79 pointsby linolevan13 hours ago13 comments
  • bramhaag6 hours ago
    Only tangentially related, but today I found a repo that appears to be developed using AI assistance, and the costs for running the agents are reported in the PRs. For example, 50 USD to remove some code: https://github.com/coder/mux/pull/1658
    • AnotherGoodName3 hours ago
      This is the cost of Anthropics pay by the token plan.

      To give an analogy, Anthropics pricing is $0.10 per grain of rice (pay by the token) or;

      $20 a month for quarter cup of rice each day (claude pro)

      $100 a month for 10 cups of rice each day (claude max 100)

      $200 a month for a sack of rice delivered to your door each day.

      It's a rather insane pricing scale and here they are paying $50 there because they don't understand the pricing model (which is fair, Anthropics pricing model is crazy). Never pay by the token with Antropic! Only ever use the subscription plans.

    • msephton4 hours ago
      I'd like to suggest that dev lower their settings: sota model + high + thinking is definitely not needed to do this simple task.

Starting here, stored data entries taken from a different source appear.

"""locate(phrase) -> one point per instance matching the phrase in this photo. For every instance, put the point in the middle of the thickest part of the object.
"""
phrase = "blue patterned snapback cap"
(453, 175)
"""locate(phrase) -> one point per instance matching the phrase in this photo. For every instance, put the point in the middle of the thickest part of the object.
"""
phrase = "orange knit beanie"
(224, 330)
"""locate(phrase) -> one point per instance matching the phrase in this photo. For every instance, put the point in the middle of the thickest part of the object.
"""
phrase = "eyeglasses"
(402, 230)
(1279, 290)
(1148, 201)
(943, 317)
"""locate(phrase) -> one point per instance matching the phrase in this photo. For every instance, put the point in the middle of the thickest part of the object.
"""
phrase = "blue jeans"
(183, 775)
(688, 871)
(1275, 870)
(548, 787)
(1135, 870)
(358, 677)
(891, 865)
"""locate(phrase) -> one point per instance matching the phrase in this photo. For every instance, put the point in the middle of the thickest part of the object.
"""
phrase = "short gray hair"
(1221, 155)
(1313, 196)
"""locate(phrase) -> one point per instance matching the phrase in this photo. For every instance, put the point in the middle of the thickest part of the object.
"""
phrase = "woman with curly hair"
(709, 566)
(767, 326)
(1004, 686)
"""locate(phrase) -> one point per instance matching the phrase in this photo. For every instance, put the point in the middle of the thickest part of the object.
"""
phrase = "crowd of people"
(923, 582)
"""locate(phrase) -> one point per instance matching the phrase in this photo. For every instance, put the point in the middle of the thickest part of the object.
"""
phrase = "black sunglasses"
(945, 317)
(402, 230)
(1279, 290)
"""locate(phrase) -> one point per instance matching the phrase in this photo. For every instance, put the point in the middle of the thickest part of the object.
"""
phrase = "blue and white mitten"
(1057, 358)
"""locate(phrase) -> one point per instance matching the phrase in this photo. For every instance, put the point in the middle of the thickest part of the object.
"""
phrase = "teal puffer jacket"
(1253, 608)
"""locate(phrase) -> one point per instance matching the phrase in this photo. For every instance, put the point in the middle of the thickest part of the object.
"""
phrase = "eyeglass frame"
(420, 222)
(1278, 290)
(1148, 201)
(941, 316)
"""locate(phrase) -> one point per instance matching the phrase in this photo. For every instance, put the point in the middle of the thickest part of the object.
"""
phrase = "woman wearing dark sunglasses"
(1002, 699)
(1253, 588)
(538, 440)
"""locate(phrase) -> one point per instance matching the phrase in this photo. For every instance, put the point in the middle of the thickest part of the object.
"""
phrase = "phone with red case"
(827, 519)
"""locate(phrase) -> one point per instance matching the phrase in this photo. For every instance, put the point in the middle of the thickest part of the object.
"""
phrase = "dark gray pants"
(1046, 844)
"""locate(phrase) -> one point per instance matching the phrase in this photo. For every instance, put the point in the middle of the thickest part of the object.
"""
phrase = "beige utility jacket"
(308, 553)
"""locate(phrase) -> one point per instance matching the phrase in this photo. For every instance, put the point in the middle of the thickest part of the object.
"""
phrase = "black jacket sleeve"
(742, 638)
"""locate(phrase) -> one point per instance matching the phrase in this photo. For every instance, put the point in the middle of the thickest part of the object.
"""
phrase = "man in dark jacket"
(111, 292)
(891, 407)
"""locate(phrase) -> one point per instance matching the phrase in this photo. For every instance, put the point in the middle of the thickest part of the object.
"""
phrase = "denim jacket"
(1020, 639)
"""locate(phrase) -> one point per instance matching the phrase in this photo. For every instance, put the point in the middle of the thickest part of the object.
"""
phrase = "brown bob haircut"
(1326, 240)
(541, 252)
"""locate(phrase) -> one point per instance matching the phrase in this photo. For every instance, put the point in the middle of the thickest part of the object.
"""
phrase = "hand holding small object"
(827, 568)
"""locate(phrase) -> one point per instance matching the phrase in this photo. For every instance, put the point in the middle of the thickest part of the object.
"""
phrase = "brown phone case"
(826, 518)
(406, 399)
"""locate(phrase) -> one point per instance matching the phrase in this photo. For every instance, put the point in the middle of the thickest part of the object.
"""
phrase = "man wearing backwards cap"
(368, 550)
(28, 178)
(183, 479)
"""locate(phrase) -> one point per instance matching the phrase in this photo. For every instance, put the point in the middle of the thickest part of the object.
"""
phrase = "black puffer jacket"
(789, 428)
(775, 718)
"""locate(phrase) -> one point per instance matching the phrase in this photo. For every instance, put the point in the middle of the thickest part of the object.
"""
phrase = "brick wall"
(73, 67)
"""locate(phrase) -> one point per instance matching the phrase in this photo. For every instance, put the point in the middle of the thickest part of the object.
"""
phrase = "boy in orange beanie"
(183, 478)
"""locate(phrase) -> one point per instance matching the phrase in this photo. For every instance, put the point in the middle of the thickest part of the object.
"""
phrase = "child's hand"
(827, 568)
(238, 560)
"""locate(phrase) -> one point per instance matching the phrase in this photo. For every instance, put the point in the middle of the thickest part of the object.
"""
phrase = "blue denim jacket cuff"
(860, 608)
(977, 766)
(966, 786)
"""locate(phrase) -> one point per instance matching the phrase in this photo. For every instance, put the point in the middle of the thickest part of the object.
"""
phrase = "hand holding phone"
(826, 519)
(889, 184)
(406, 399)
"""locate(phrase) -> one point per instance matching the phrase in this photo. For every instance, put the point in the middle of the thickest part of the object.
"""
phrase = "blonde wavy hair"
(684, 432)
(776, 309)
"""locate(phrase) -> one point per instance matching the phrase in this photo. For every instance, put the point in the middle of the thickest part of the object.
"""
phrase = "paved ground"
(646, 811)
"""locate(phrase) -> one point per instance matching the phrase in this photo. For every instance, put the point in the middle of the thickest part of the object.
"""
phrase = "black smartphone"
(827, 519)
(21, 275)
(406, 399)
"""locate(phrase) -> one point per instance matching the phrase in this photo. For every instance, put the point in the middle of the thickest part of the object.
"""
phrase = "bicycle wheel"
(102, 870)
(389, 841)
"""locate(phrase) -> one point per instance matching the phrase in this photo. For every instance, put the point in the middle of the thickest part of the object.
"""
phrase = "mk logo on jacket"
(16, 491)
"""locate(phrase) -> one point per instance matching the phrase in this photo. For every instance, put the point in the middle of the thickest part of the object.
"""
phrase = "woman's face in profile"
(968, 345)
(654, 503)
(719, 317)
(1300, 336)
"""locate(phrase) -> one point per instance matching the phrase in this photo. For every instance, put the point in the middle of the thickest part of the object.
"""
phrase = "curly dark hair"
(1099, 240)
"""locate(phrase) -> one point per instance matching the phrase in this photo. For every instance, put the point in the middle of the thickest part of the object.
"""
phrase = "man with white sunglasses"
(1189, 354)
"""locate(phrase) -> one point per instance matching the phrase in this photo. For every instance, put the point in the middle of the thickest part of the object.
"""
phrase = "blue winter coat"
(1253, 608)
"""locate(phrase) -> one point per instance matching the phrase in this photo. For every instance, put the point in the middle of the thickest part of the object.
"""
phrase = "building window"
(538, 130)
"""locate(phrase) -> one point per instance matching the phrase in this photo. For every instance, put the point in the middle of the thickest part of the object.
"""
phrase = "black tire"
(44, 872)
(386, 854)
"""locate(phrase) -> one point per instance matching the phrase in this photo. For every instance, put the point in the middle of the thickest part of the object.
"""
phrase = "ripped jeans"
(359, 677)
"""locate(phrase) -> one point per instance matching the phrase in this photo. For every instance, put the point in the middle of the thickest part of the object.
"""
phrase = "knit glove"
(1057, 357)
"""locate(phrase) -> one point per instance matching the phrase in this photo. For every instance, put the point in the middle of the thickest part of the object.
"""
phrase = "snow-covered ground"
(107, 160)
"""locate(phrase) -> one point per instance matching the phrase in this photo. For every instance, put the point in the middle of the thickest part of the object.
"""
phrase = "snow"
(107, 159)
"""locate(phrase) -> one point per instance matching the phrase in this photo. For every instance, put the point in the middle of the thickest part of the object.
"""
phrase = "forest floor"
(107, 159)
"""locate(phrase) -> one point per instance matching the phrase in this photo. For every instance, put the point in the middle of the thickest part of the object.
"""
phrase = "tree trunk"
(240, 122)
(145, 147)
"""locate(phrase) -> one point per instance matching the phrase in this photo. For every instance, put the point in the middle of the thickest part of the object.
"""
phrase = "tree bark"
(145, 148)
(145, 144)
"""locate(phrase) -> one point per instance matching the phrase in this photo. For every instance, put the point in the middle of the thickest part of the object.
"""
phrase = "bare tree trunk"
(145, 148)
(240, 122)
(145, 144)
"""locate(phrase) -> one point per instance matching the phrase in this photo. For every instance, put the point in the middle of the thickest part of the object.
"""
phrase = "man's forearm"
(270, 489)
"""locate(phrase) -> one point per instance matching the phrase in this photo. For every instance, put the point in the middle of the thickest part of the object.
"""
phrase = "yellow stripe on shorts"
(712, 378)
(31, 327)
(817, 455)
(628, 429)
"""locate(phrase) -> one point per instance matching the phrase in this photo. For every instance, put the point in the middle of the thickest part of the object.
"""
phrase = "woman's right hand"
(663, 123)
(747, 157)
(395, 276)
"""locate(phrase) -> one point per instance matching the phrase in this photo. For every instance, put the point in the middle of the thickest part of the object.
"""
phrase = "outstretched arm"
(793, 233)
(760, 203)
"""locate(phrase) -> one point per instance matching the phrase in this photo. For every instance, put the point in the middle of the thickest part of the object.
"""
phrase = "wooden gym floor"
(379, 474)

Lower settings could easily do it for less than $0.50, maybe even $0.05. I'd encourage people to operate on average to low settings and wind then up or down depending on the prompt task complexity.
    • RestartKernel5 hours ago
      That seems reasonable compared to an actual developer (depending on your region), but I had hoped for these models to make simple tasks like this fast and cheap so those developers can focus on the difficult stuff.
  • nospice7 hours ago
    I'm not sure I like this method of accounting for it. The critics of LLMs tend to conflate the costs of training LLMs with the cost of generation. But this makes the opposite error: it pretends that training isn't happening as a consequence of consumer demand. There are enormous resources poured into it on an ongoing basis, so it feels like it needs to be amortized on top of the per-token generation costs.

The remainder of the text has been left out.